The disadvantage is clearly that the box becomes more crowded as the wingers drive towards it. That is unless one of the centre forwards is intelligent enough to look for space outside it – something that Magera does by dropping deep and Benson seems to do by shifting into the right-hand channel.
5. The opposition are set up for it
While inverted wingers are increasingly becoming the standard worldwide, most teams don’t set up their players to counter them. Understandably most teams play left-footed fullbacks play on the left and right-footed ones on the right, partly so that they can continue to attack on the outside.
Except that a right-footed fullback on the right side is at a massive disadvantage against a right-footed left winger and vice versa. Straight away this fullback has to tackle with his wrong foot as the winger wants to go towards the goal, not the corner flag. It’s a problem that few have solved yet, although Morecambe did try swapping over their two defenders early on in the game. Obviously it didn’t work.
Interestingly there seems to have been very little research into if inswinging or outswinging crosses are the most effective. Even in Ken Bray’s highly detailed book ‘How To Score’, which looks at the physics of football and the statistics behind the game, crosses are only really discussed as part of corner taking. In that case, inswingers are proven less effective but only because of the lack of space from a corner to bend the ball out and in again – which is precisely the opposite of the deep position from which an inverted winger would cross.
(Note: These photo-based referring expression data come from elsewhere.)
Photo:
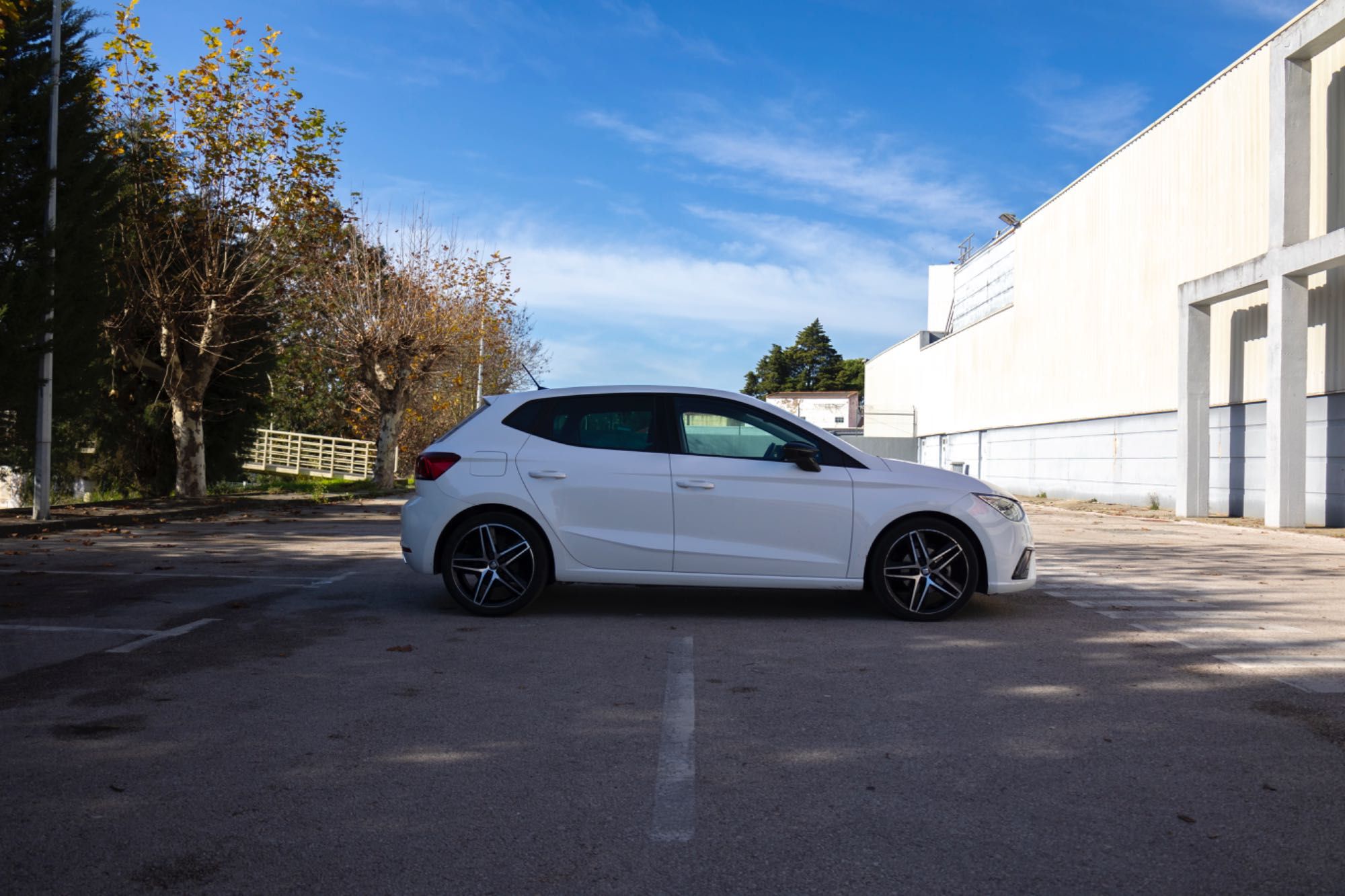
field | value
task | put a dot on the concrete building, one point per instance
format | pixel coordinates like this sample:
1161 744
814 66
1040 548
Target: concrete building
825 409
1168 327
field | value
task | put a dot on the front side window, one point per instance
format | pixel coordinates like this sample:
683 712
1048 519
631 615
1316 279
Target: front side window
618 423
719 428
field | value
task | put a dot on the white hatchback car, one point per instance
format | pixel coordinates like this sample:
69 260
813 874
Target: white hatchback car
669 486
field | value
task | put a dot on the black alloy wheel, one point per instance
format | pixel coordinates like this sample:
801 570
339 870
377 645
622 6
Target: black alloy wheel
496 564
923 569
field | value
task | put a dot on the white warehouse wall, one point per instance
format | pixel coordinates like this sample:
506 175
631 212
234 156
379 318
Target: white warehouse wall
1090 338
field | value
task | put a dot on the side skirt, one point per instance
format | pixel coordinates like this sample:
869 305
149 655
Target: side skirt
707 580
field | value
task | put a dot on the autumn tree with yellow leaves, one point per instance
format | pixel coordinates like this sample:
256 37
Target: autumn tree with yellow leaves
229 188
403 313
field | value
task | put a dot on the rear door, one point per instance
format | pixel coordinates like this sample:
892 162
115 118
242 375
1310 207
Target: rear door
598 469
739 507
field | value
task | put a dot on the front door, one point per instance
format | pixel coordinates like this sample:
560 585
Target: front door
740 507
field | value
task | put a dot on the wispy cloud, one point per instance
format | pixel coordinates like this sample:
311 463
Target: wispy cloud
1087 116
625 310
641 21
1273 10
866 177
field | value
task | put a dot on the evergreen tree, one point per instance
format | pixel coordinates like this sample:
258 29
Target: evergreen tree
87 205
812 364
816 362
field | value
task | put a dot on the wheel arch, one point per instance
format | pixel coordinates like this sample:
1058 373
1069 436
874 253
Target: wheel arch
475 510
983 572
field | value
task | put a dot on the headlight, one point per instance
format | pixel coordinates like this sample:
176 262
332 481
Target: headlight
1011 509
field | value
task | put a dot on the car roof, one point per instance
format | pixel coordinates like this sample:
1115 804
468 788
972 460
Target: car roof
518 397
508 401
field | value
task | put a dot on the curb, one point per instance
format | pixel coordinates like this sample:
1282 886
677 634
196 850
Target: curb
204 512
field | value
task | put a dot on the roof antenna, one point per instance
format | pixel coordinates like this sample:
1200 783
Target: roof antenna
531 376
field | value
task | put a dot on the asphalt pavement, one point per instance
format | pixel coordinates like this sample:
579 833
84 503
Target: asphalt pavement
290 708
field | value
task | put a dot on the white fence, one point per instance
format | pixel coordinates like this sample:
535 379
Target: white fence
310 455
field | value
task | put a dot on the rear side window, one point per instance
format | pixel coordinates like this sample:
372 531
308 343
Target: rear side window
614 423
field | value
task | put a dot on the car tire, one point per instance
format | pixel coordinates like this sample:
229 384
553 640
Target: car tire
494 564
923 569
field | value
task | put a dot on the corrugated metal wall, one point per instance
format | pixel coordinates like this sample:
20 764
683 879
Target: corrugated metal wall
984 284
1132 459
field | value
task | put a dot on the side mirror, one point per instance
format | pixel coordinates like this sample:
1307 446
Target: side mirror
804 455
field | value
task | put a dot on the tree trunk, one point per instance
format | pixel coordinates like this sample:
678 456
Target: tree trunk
190 446
385 454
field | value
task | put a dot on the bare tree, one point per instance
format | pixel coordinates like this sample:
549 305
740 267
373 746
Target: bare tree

6. Deep defending can’t stop it
‘Parking the bus’ stops traditional wingers. With no space to run into behind the defence they quickly run out of room to cross. However, an inverted winger already delivers their crosses from in front of the defence and so, if anything, a ‘parked bus’ defence actually suits them. Even if the back line isn’t that deep, the less physical nature of the modern game makes it easier for a player to shield the ball with their body, turning away from the corner flag and into the centre of the pitch to cross. The defender knows that getting tight to his man would prevent the inswinging cross, but being so close would leave them enormously open to having the ball pushed beyond them on the outside.
7. It works for Swindon
Raffa De Vita has scored six goals this season, the majority of which have come as the result of an inswinging cross from Ritchie. It has almost become a cliché that every scout must return home after a trip to the County Ground with the move circled in red – Ritchie crosses, Raffa sneaks in at the back post – but so few fullbacks seem able to defend against it. The quality of the delivery is such that while they must know about it, they seem powerless to stop it.
The same goes for Ritchie coming inside to shoot. He has scored ten League goals, and again, the majority have come from shots from a central position: Rotherham must have known it, Wigan would have known it and yet three times in that FA Cup tie the winger found himself in the centre of the pitch and three times he almost scored.
So, it doesn’t matter if it is the formation or a players’ own foibles that are forcing Ritchie, Rooney, Gabilondo or De Vita into the middle – so long as they keep doing it and Swindon keep scoring.